Leon Chua -- father of Amy Chua -- conceived the memristor in a paper back in 1971. The memristor is a resistor with a memory of an earlier state. It behaves differently, depending upon its history. Because inter-neuronal synapses typically also behave differently, depending upon their histories, the memristor is often seen as a building-block for creating more brain-like computers. Researchers are already simulating what a memristor-based computing system might look like:
Memristors are resistors that "remember" the state they were in, which changes according to the current passing through them. They are expected to revolutionise the design and capabilities of electronic circuits and may even make possible brain-like architectures in silicon, since neurons behave like memristors.
Today, we see one of the first revolutionary circuits thanks to Yuriy Pershin at the University of South Carolina and Massimiliano Di Ventra at the University of California, San Diego, two pioneers in this field. Their design is a memristor processor that solves mazes and it is remarkably simple.
...Pershin and Di Ventra begin by creating a kind of a universal maze in the form of a grid of memristors, in other words an array in which each node is connected to another by a memristor and a switch. This can be made to represent any regular maze by switching off certain connections within the array.
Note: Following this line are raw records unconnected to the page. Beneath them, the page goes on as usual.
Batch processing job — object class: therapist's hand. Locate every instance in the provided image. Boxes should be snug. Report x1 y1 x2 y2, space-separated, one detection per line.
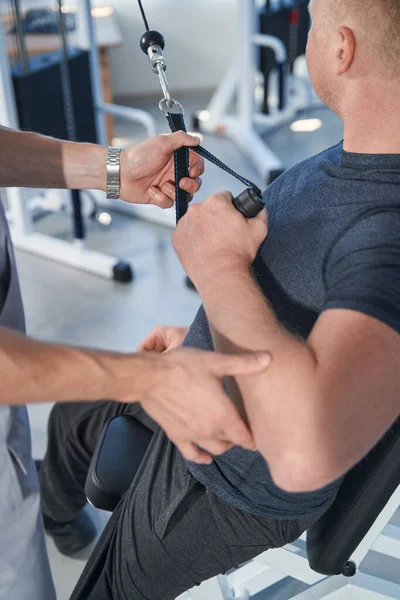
136 325 189 352
120 131 204 208
137 348 271 464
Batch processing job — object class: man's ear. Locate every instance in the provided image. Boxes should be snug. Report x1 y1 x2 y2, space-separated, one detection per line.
336 26 356 75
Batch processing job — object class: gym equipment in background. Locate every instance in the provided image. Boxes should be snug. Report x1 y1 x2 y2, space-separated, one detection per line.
85 415 400 600
194 0 316 185
0 0 156 282
259 0 310 114
138 0 265 222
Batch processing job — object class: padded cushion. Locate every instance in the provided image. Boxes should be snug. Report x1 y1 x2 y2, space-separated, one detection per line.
85 416 153 511
307 418 400 575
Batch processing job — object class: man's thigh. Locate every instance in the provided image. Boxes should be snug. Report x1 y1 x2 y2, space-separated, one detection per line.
71 430 316 600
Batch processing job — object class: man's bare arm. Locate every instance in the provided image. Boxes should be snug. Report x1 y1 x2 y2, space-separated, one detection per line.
196 268 400 492
173 192 400 491
0 328 157 404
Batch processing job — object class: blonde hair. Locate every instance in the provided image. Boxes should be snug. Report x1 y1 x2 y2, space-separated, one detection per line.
322 0 400 77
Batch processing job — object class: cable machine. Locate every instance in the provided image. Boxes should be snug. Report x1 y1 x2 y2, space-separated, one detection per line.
0 0 156 282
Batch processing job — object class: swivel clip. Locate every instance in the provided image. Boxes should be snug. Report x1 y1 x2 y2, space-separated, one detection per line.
140 31 184 116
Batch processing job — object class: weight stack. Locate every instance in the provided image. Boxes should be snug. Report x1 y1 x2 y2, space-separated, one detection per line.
11 48 97 143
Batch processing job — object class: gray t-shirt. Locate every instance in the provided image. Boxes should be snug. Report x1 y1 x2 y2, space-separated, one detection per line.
185 143 400 519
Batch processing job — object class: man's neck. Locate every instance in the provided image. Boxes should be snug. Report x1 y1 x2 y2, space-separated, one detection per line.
343 90 400 154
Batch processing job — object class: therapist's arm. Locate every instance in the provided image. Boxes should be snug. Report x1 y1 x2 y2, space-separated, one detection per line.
174 194 400 492
0 328 269 463
0 127 204 208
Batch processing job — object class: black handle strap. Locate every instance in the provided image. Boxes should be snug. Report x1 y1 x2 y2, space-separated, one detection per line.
167 113 189 223
167 112 262 222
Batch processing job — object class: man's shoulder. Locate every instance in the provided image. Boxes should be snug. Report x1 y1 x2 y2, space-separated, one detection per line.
282 142 343 178
265 141 343 196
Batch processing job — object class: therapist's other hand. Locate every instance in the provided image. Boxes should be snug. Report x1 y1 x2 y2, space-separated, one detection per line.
136 325 189 352
172 192 268 287
140 348 270 464
120 131 204 208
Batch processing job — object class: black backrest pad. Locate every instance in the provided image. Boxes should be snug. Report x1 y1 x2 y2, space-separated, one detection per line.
85 415 153 511
307 418 400 575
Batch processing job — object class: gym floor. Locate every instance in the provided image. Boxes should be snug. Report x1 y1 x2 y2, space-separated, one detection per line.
17 94 400 600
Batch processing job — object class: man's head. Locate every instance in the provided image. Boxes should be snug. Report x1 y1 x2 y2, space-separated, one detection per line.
307 0 400 116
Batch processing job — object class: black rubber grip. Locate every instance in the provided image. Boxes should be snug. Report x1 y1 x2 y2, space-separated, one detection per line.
232 188 265 219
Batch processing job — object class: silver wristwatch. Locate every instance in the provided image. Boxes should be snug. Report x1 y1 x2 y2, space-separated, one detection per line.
106 146 121 200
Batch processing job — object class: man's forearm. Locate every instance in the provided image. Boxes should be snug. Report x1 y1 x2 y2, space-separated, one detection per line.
196 268 323 488
0 328 150 405
0 127 106 190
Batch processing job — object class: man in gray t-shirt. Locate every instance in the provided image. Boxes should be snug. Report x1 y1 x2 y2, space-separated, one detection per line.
42 0 400 600
49 143 400 600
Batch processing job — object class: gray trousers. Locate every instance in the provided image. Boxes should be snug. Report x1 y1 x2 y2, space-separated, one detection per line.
0 406 56 600
40 402 317 600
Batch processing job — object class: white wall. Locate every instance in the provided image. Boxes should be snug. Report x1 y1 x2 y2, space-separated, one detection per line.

Solving this maze is then simple. Simply connect a voltage across the start and finish of the maze and wait. "The current flows only along those memristors that connect the entrance and exit points," say Pershin and Di Ventra. This changes the state of those memristors allowing them to be easily identified. The chain of these memristors is then the solution.
That's potentially much quicker than other maze solving strategies which effectively work in series. "The maze is solved in a massively parallel way, since all memristors in the network participate simultaneously in the calculation," they say. _TechnologyReview_via_NextBigFuture
One of the problems with asking a physicist, engineer, or computer scientist to devise a brain-like computer, is that persons trained strictly within these disciplines are not likely to know which elements of brain functioning should be "simplified" or "abstracted", and which elements should be closely copied.
The pursuit of artificial intelligence is rife with failed promises and predictions, over the past 60+ years. If we are not to go at least another 60 years without meaningful success, we will need researchers who are cross-trained in multiple disciplines relating to the problem.
The research described in the Technology Review article above was based upon the simulation of an array of memristors -- not on an actual memristor circuit. But even with real memristors, the circuit is simplistic in the extreme. The idea that one could assemble large numbers of simplified "synapses" into something that might behave like a biological brain -- in any meaningful way -- appears silly to anyone with even a basic understanding of how the brain works. And yet such silliness represents one of many parallel hopes for a so-far failed endeavour: artificial intelligence.
The synapse is not the basic unit of human intelligence or consciousness. The basic unit of human consciousness is something far less substantial and more ephemeral. It exists at multiple logical levels above the synaptic level. It is dependent upon the simultaneous function of trillions of synapses of distinctly multiple types, involving efferent, afferent, and re-entrant activity at multiple logical levels.
What the researchers describe in the Technology Review article is the simulation of a toy. Not the toy itself -- a simulation of the toy. The human brain is not a toy. Unless, of course, you are a god.